Su partida deja un vacío inmenso en la cultura de ambas orillas del Río de la Plata. Conocido por ser un verdadero prócer de la música de su país y un referente ineludible del rock en nuestro país, Rada se encontraba activo y tenía planificado subirse nuevamente a los escenarios en el mes de octubre para presentarse junto a Totem, su mítica banda de los años setenta.
Un pionero del candombe beat
Nacido el 16 de julio de 1943, el artista forjó una de las trayectorias más extensas y ricas de la región. Fue cantante, percusionista, compositor, actor y conductor. Su nombre quedó grabado a fuego en la historia por ser el principal motor de la expansión del candombe, poniéndolo a dialogar de igual a igual con el rock, el jazz, el pop y la música brasileña.
Sus primeros pasos se dieron en el calor del carnaval uruguayo. Desde muy chico integró la comparsa Morenada y, más tarde, pasó por una murga y por la orquesta Cubanacán de Pedro Ferreira. Sin embargo, su ingreso a The Hot Blowers y posteriormente a El Kinto marcó el verdadero punto de inflexión en su carrera. Fue con esta última agrupación que se convirtió en uno de los pioneros del “candombe beat”, una movida inédita que incorporó instrumentos eléctricos a la percusión tradicional de los tambores.

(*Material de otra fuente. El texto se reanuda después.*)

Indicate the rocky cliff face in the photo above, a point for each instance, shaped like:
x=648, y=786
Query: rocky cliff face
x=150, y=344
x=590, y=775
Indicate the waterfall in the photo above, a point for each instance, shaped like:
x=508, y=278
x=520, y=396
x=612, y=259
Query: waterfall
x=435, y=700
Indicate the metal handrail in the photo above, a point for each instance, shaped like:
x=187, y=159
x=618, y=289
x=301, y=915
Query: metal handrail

El boom en Argentina y su impacto nacional
Tras formar Totem a principios de los setenta y dejar clásicos eternos como “Dedos”, “Heloísa” o “Biafra”, y luego de su brillante paso por la banda Opa junto a los hermanos Fattoruso, Rada inició una prolífica carrera solista. Fue en la década de los 80 cuando su figura pegó fuerte en la Argentina, convirtiéndose en un artista de alcance masivo que sonaba en todas las radios y tocadiscos, llegando a cada rincón del interior, incluida nuestra provincia de La Pampa.
En nuestro país editó trabajos fundamentales como “La Banda”, “La Rada”, “En familia” y “La yapla mata”. Canciones inolvidables como “Rock de la calle”, “Blumana” y “Candombe para Gardel” pasaron a ser verdaderos himnos populares que consolidaron su romance definitivo con el público argentino.
Un talento todoterreno hasta el último día
Luego de un complejo paso por México a principios de los 90, Rada regresó a Uruguay para abrir una nueva etapa de éxito arrasador. Discos como “Quién va a cantar” lo acercaron a nuevas generaciones con hits que no pararon de sonar en boliches y fiestas, como “Cha-cha, muchacha” y “Muriendo de plena”. Además, demostró su enorme versatilidad al volcarse al público infantil con su entrañable personaje “Rubenrá”.
El reconocimiento institucional a su inmensa obra acompañó esa vigencia. En 2011 fue galardonado con el prestigioso Grammy a la Excelencia Musical y en 2014 recibió la Medalla Delmira Agustini en su país natal. Su carisma también brilló en la televisión, la radio, el cine y el teatro, confirmando que nunca fue un artista limitado solo a los escenarios musicales.
A más de seis décadas de sus inicios, Rubén Rada se despide físicamente, pero su obra permanece intacta. Logró transformar el candombe en un lenguaje universal y dejó una huella imborrable que seguirá sonando fuerte en el corazón de todos los argentinos y uruguayos.